I’m sure that making 48 Hour films is fun. David Searle evidently has a ball and learns a lot – but have you ever tried to watch the films afterwards? In the vast amount of cases, you really, really had to be there, To repeat : the structure of the 48 Hour film process relies on existing genre conventions. That’s what enables the films to be made so quickly, because everyone knows the conventions. Now, why would anyone think a rushed, hothouse environment reliant on familiarity should be the only place to discover and develop original, experimental ideas, good scripts etc?

As one might expect at this stage, there is still confusion afoot. David Searle, for instance, says :

I really take issue with the concept that we have three months to come up with our three ideas. Frankly, the majority of aspiring film-makers in New Zealand would have at least half a dozen low budget ideas on the go already..

Okay. But that’s not what the FC’s development executive Paul Swadel was saying in Onfilm earlier this month :

“What it’s not going to be about is people pulling out their existing scripts from bottom drawers that are designed to be shot on $2.5-$3 million and people saying, ‘Don’t worry – we’ll squeeze it in and make it happen for quarter of a million dollars.’ “It’s a clean slate and we want to kick off fresh ideas and fresh approaches…

This kind of confusion matters, because the process kicks off shortly, in June. Another example? At the Wellington launch of Escalator, a questioner asked if you became one of the four winners of the $250,000 each on offer, could you then split the money and make all three of the entry ideas you had brought to the Escalator process? He was assured that would be no problem. Yet the conditions on the FC website clearly stipulate

In the first stage teams will be asked to submit 3 ideas, each as a one page synopsis, along with a one page CV for each member…. After the bootcamp teams will have three months to work on ONE [emphasis in the original] of their ideas….

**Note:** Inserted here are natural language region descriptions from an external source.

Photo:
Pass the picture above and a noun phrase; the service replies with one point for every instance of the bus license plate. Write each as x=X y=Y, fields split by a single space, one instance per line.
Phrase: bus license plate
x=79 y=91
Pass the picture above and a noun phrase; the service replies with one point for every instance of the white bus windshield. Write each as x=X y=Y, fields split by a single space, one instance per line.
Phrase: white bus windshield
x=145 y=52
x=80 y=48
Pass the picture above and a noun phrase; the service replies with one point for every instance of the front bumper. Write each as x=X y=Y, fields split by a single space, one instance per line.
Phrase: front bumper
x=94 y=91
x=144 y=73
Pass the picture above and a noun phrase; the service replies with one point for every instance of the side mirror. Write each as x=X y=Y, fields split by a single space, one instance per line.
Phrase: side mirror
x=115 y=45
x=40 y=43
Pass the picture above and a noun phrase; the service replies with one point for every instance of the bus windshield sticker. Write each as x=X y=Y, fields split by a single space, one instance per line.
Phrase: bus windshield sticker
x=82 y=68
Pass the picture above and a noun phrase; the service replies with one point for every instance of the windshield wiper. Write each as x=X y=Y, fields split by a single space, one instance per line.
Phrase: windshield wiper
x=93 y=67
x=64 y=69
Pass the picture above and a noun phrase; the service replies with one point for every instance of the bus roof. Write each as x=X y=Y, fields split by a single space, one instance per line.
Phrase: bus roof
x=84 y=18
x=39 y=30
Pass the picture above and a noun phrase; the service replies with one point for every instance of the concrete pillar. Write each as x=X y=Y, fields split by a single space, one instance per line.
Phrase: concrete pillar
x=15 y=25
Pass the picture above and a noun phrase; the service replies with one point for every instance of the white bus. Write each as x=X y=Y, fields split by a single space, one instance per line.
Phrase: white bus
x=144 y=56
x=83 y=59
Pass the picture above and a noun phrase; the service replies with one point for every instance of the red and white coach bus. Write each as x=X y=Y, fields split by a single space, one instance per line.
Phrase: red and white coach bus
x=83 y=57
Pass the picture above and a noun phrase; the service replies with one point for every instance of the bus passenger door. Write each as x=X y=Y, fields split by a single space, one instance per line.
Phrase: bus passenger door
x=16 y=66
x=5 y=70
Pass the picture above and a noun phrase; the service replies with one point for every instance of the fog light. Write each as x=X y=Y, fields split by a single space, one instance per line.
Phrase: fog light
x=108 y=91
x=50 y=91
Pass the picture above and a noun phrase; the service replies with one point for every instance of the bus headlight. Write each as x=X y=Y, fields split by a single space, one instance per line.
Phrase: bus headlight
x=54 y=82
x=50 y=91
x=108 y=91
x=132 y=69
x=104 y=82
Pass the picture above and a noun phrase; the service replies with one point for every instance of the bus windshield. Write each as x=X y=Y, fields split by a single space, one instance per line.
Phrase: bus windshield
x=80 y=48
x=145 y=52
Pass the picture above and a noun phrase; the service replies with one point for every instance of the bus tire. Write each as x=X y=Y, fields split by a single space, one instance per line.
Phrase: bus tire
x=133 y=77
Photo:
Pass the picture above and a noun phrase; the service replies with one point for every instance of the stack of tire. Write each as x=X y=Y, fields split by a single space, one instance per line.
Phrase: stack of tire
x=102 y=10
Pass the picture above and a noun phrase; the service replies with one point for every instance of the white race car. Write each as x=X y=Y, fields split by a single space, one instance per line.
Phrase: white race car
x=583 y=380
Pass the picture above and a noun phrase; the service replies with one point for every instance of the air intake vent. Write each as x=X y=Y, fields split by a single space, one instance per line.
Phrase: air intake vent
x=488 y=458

So, which is it? Hats off to the Film Commission though, says David, for going down the low budget route.’ Well, not so much. Part of my skepticism about Escalator exists because the FC has been down the low budget film route before, with the Headstrong scheme five years ago. That scheme was run in conjunction with the Film Commission by Leanne Saunders and Ant Timpson.

Despite hundreds of scripts being submitted, and shortlists of various lengths being drawn up, and plans to make four films in two years announced, only two films ever got made under Headstrong before the FC finally canned it in late 2007. Those films were A Song of Good by Gregory King, who had previously directed Leanne’s production of his film Christmas, and The Devil Dared Me To, by the guys who made the Back of the Y series on late night television.

Some of those scripts (eg The Void) eventually got made elsewhere. Yet the official output of Headstrong – touted as a vehicle for creative, low budget, trailblazing cinema – was one Jackass type comedy which Wikipedia says received $859,314 from the FC (not counting the cost of its 35mm film transfers) and the Gregory King project in which (according to the Variety review of its screening at SXSW) the script was too half-baked – that old problem, again – to reconcile the drama with the black humor. The initial hype about Headstrong is available here.

The obituary for Headstrong is here.

I’m sure that the FC would say that Escalator will not be anything like Headstrong. Right. So that’s why it draws heavily on the 48 Hour Film template godfathered by Ant Timpson, who co-ran Headstrong. To repeat : I don’t dislike the 48 Hour Film event. For what it is, it is fine. Just like T20 cricket is fine. But are quickfire, competitive team contests (plus pressure cooker bootcamps) a good way – the only way – of identifying and fostering good and original cinema ? It looks more like an excellent way of burying singular visions and original ideas, in favour of local variations on familiar genre conventions. In sum, it risks repeating the culture of mediocrity that the FC has consistently portrayed as being the path of hard-headed commercial realism.